The majority of drugs associated with a near miss event within the infusion data (Figure 7) are also identified as ISMP high alert medications, specifying the need for vigilant care when running such medications as incorrect dosing can lead to significant harm (ISMP, 2008). The infusion evidence demonstrates a correlation between the top ten drugs associated with a near miss event and the top ten ISMP commonly reported drugs associated with harm (through voluntary reporting of medication errors) (ISMP, 2006).

The most common drug associated with a near miss event within the data is Heparin Sodium, identified by ISMP as one of the top ten frequently reported medications causing harm when delivered erroneously (ISMP, 2006).  The detail of Heparin Sodium near miss events and their reprogramming are depicted in Figure 8. 

SantosFig8

Figure 8: Heparin Sodium Reprogrammed Near Miss Events

Understanding the common errors that occur while programming an infusion provides a first step towards prevention of future inadvertent errors.  Murdoch and Cameron (2008) identified the three most common types of pump errors as multiple of ten errors, unit errors, and push button errors.  Multiple of ten errors often occur when an infusion is set up with a dose or time to infuse that is a multiple of ten higher or lower than the correct prescription. The second type of error, unit errors, occurs when there is a mistake involving units of dose, weight or time.
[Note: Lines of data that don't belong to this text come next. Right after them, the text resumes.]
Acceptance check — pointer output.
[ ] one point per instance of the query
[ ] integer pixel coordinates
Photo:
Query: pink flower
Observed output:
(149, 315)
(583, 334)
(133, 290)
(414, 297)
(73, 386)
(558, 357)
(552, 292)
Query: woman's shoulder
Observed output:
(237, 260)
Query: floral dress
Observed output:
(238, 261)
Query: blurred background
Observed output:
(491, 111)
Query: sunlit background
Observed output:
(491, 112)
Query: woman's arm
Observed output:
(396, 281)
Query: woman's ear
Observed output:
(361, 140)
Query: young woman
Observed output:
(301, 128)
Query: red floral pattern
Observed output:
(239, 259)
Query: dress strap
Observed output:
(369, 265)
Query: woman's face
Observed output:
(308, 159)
The final type of error is a push button error which occurs when a clinician pushed a wrong button when programming an infusion.

Within the Heparin infusions there was evidence of each of the common errors identified by the literature, however there were no errors related to selecting the wrong dose mode (unit) because the drug library acts as a safety net within the Guardian™ DERS system associating the pharmacy defined dose mode (unit) for each drug to prevent this error.  This feature combined with the customizable dose limits ensure infusions are delivered within the hospital defined safe limits regardless of the common programming error that may be made by a clinician. Although not within the scope of this clinical paper the opportunity for research into near miss common programming errors using infusion data provides insight beyond currently reported anecdotal accounts ensuring healthcare is “learning from errors that do occur” (Mitchell, 2008, p. 1-2) as well as from those that are averted.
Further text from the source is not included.